🏛️ Mining Companies House for startups
One of the more creative things I’ve built is a pipeline that scrapes the UK’s Companies House registry to find recently incorporated startups that match our investment thesis — before they show up on anyone’s radar.
The idea
Companies House is a goldmine of public data. Every UK company has to register, declare their SIC codes (industry classification), and list their officers and persons of significant control (PSCs). If you know what you’re looking for, you can use this data to find newly formed tech companies operating in your target sectors.

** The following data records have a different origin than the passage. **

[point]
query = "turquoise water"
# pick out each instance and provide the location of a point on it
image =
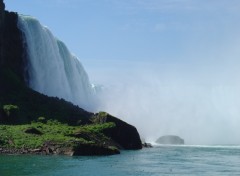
(162, 160)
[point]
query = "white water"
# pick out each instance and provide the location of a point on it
(51, 68)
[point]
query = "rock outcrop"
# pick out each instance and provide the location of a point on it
(170, 139)
(32, 105)
(125, 135)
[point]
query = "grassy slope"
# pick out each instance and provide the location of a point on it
(16, 136)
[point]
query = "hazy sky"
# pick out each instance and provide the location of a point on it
(163, 31)
(172, 62)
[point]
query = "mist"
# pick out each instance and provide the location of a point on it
(197, 99)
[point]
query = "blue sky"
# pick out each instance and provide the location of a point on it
(166, 31)
(175, 62)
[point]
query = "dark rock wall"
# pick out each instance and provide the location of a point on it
(123, 133)
(2, 8)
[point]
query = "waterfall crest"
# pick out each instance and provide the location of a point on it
(51, 68)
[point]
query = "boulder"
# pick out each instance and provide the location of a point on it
(170, 139)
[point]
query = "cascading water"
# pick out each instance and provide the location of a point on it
(51, 68)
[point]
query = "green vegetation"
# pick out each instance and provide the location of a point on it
(20, 136)
(8, 109)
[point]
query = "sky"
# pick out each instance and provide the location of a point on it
(174, 62)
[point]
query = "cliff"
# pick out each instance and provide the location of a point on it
(21, 108)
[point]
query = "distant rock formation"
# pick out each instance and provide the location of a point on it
(170, 139)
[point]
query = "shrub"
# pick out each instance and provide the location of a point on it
(8, 109)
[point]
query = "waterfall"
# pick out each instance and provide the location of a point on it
(51, 68)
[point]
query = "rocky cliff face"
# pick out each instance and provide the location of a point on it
(123, 134)
(13, 90)
(11, 43)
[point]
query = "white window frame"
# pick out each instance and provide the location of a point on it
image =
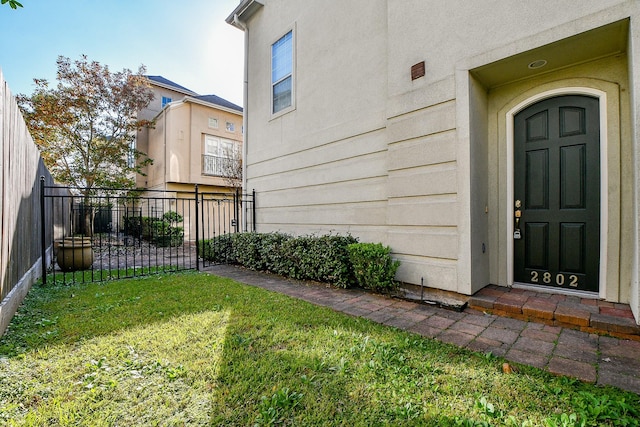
(225, 149)
(291, 107)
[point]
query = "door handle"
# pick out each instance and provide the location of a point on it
(517, 214)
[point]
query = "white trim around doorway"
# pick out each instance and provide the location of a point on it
(602, 97)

Our fund focuses on “real asset technologies” — PropTech, ConTech, EnergyTech, ClimaTech, InsurTech, and WorkforceTech. I curated 24 SIC codes across two groups: “tech SICs” (software development, data processing, R&D) and “real asset SICs” (property, construction, energy, insurance). The sweet spot is a company registered under both.
How it works
The system is a five-stage CLI pipeline:
-
Scrape: Query the Companies House Advanced Search API by SIC code and incorporation date. I iterate over all 24 SIC codes in 30-day date chunks to stay under the API’s 2,000-result cap per query. For each hit, fetch the full company profile and active officers.
-
Enrich: For each scraped company, fetch PSC data (persons with significant control, i.e. ownership) and filing history. This is the key differentiator — PSC data reveals whether a company is founder-owned or a corporate shell.
-
Score: Apply a rules-based scoring model. The strongest signal (+40 points) is having both a “strong tech” SIC code (e.g. 62010 Computer Programming) AND a “real asset” SIC code (e.g. 68310 Real Estate). Other positive signals include company age, number of individual PSCs (founders), officer count, UK tech hub location, and filing activity. Negative signals penalise property-only companies, corporate-only ownership, and names containing “HOLDINGS” or “LETTINGS”. Companies scoring 80+ are hot, 35+ are review, below 35 are pass.
-
Discover: Find websites for hot/review companies using Clearbit’s free autocomplete API and brute-force domain guessing (slugify the company name and probe common TLDs like .com, .co.uk, .io, .ai, .tech).
-
Export: Dump filtered results to CSV for review.
What makes it interesting
The whole thing is remarkably minimal — about 400 lines of Python, two pip dependencies (requests and python-dotenv), and a single SQLite file. Yet it constitutes a functional dealflow pipeline.
The scoring model is entirely hand-tuned heuristics, not ML — and the logic is specific enough to be effective. For example, companies whose SIC codes are a subset of {68100, 68209, 68310, 68320} are almost certainly landlords, not startups, so they get penalised.
The pipeline is also fully idempotent. A searched_ranges table records every (SIC code, date_from, date_to) chunk that’s been fetched. Re-running the scraper skips completed chunks. Enrichment skips companies already enriched. You can safely re-run the whole thing whenever you want.
Tech: Python, Companies House API, Clearbit API, SQLite.